Dieser Band gehört zu den eindringlichsten Begegnungen mit amerikanischer Literatur, die mir der Verlag Urs Engeler beschert hat, aber auch zu den besten Momenten der Begegnung mit geglückter Übersetzungsarbeit. Mit Plessow werden wir uns also noch beschäftigen müssen. Auch mit seinen ebenfalls bei Engeler erschienenen Übersetzungen der frühen Sonette von Cummings. (Zumal Cummings neben Pound zu den Ambivalenzweltmeistern zählt. Macho und Experimentator. Da ist Millay das gelungene Antidot.
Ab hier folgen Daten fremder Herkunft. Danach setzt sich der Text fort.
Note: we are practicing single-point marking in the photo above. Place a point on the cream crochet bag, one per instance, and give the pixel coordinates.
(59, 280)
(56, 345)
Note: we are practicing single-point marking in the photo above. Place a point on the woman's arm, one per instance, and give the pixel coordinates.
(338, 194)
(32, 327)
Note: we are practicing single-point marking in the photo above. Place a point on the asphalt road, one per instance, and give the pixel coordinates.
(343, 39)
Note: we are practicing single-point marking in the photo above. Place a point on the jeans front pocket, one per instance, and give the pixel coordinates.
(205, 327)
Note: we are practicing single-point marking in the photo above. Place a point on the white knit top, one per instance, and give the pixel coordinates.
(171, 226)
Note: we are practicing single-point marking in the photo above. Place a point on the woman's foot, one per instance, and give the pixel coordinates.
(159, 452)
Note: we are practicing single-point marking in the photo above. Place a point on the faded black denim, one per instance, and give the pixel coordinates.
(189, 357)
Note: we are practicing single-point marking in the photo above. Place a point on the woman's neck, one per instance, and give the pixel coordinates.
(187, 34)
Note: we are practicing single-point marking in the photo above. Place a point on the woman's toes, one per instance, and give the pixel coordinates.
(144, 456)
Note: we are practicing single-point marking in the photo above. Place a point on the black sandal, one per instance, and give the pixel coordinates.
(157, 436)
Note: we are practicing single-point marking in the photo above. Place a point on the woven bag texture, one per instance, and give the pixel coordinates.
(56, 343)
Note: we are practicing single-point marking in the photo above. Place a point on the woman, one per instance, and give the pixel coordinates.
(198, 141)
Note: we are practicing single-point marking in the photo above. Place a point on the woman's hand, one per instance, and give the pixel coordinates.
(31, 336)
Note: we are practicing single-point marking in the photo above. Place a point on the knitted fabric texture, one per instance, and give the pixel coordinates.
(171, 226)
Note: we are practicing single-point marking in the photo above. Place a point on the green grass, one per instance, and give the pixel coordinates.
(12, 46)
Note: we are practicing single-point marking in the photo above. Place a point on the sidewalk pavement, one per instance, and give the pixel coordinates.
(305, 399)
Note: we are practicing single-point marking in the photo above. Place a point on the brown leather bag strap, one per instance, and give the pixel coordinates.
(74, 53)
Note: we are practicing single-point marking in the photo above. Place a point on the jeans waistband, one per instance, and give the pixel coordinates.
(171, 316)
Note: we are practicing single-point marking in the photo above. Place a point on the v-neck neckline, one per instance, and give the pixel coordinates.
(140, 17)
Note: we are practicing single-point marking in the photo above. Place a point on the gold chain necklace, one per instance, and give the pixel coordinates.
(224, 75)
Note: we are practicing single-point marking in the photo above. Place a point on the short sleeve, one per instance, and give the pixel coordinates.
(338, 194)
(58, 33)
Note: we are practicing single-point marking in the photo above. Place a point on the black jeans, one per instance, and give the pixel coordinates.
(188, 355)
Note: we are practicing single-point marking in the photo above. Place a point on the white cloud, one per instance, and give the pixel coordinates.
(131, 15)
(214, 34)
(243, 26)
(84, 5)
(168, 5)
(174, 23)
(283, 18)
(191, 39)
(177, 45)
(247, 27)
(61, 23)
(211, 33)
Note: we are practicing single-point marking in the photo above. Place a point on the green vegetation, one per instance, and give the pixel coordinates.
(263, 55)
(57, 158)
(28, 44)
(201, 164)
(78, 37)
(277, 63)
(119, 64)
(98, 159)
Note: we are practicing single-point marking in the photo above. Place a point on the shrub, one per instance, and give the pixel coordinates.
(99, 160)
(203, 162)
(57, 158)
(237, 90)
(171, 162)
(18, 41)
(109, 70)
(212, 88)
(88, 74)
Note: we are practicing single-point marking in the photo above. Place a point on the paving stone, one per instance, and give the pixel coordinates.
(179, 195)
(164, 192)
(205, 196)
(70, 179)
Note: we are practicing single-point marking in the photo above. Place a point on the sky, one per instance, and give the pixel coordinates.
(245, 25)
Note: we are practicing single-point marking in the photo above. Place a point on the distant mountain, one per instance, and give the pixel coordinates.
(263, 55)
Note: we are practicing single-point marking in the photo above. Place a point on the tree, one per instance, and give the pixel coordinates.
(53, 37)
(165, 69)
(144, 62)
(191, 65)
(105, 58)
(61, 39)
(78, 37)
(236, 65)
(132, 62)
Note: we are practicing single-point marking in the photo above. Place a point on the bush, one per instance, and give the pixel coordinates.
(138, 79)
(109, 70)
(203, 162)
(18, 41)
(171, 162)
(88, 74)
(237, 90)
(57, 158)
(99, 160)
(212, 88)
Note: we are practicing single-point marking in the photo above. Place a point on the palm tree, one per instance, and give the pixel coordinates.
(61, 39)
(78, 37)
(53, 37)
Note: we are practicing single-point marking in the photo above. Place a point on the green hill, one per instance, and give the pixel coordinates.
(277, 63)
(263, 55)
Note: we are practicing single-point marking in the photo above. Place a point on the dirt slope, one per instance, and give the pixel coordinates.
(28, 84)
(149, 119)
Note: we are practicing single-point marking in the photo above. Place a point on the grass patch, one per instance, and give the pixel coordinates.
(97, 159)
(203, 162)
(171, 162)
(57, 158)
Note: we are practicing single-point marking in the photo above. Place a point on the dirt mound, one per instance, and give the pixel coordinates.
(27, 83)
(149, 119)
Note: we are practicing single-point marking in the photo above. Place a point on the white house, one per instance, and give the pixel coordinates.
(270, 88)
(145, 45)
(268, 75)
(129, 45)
Die Mütze # 5 enthält des Weiteren noch essayistische Texte von Davenport und Broser, die in dieser Kombination eine eigene Besprechung verdienten, weil ein psychoanalytisches Nachdenken noch einmal eine ganz andere Form des Übersetzens ist, eines Übersetzens mit einer Hand in der Tasche, in der eigenen und in der Freuds, gewissermaßen.



Mütze #5. Hrsg. von Urs Engeler. Solothurn 2013. 52 S. Einzelheft 6,- Euro.